Le Protocole de paix Boxer : La chute d’un empire

Le 7 septembre 1901, les représentants de la dynastie Qing, forcés de plier sous le poids des défaites et des exigences étrangères, signent le Protocole de paix Boxer. Ce traité est une véritable capitulation : la Chine doit payer une indemnité colossale de 450 millions de taëls d'argent (environ 67 millions de dollars de l’époque), une somme astronomique qui enchaîne l’économie chinoise pour des décennies. Elle est contrainte d’autoriser la présence permanente de troupes étrangères à Pékin et d’interdire la constitution de milices anti-étrangères. Les responsables de la révolte, qu’ils soient Boxers ou dignitaires impériaux ayant soutenu le mouvement, sont exécutés ou emprisonnés.

Mais au-delà de ces conditions humiliantes, le Protocole marque aussi le début de la fin pour la dynastie Qing, déjà en déclin. Le peuple chinois, fatigué des intrigues de cour et de la faiblesse face aux puissances étrangères, commence à se tourner vers d’autres idéaux, des idéaux républicains et nationalistes. L’Empire, qui semblait éternel, vacille sous les coups de boutoirs du monde moderne.

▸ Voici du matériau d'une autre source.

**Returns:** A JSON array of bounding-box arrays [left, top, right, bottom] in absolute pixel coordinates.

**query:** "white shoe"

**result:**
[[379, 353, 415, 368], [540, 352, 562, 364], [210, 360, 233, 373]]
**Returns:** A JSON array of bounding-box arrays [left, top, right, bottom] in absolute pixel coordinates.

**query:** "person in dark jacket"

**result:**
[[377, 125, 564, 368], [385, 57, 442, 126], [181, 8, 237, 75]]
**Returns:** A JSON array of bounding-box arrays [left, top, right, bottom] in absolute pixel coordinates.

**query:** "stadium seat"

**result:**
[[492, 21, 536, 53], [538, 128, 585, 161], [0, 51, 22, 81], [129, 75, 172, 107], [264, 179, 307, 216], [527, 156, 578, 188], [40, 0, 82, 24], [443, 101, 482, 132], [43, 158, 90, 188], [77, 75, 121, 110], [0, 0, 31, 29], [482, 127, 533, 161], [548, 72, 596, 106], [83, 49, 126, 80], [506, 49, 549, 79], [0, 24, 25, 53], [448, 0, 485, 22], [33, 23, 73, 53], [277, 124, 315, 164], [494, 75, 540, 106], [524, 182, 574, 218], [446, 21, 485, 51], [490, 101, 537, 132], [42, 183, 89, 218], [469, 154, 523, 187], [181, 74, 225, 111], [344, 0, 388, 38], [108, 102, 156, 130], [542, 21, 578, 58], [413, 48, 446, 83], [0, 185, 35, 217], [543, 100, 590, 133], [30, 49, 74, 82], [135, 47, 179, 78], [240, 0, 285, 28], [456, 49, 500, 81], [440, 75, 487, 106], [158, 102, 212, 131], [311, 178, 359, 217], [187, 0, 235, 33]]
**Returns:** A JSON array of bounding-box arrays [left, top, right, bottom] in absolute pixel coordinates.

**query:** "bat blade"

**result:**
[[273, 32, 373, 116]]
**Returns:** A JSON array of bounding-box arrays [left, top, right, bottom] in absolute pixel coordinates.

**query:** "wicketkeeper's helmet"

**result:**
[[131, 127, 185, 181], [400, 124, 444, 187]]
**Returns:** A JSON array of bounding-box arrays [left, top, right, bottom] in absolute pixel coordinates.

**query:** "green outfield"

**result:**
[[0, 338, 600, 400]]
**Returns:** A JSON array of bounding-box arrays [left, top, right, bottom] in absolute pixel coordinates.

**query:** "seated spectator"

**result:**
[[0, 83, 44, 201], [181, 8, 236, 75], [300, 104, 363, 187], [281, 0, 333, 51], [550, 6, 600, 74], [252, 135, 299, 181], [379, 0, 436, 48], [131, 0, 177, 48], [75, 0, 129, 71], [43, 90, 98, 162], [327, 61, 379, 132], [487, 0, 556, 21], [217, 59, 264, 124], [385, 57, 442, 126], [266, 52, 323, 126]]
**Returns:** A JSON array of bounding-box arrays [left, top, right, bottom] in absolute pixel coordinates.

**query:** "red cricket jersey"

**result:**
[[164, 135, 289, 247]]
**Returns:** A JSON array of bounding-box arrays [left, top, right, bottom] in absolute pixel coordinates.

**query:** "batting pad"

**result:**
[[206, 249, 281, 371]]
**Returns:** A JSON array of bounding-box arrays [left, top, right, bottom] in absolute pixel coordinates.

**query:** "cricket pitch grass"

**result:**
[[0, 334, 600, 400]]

Les répercussions : la naissance d’une Chine nouvelle

L’humiliation du Protocole Boxer laisse une profonde empreinte dans l’histoire chinoise. La dynastie Qing, fragilisée et discréditée, n’a plus que quelques années à vivre. En 1911, moins de dix ans après la signature du traité, la révolution Xinhai éclate, entraînant la chute de l’empire et la naissance de la République de Chine sous Sun Yat-sen. La révolte des Boxers, bien que vaincue, aura en quelque sorte semé les graines d’un réveil national.

Sur la scène internationale, la révolte des Boxers et ses conséquences ont marqué un tournant. Les puissances étrangères, conscientes de l’immensité de la Chine, de ses richesses potentielles mais aussi de son instabilité, s’empressent de maintenir un certain équilibre pour éviter l’effondrement total de l’empire, tout en continuant à l’exploiter. C’est cette situation, entre domination coloniale et résistance nationale, qui nourrira les luttes du XXe siècle, jusqu’à l’avènement de la République populaire de Chine.

L’héritage des Boxers

Aujourd'hui, la révolte des Boxers reste un sujet complexe et ambigu dans la mémoire collective chinoise. Pour certains, ils sont des héros, des défenseurs de l’intégrité culturelle et nationale face à l’ingérence étrangère. Pour d’autres, ils symbolisent le dernier sursaut d’un monde archaïque et dépassé, incapable de s’adapter à la modernité. Quoi qu’il en soit, leur histoire fait partie intégrante du long cheminement de la Chine vers son indépendance et sa souveraineté.

Ainsi, le Protocole de paix Boxer du 7 septembre 1901 n’est pas seulement la fin d’une révolte : il est le symbole d’un empire qui chancelle, d’un peuple qui cherche sa voie, et d’un monde qui bascule peu à peu dans le XXe siècle, un siècle de révolutions, de bouleversements et de renaissances.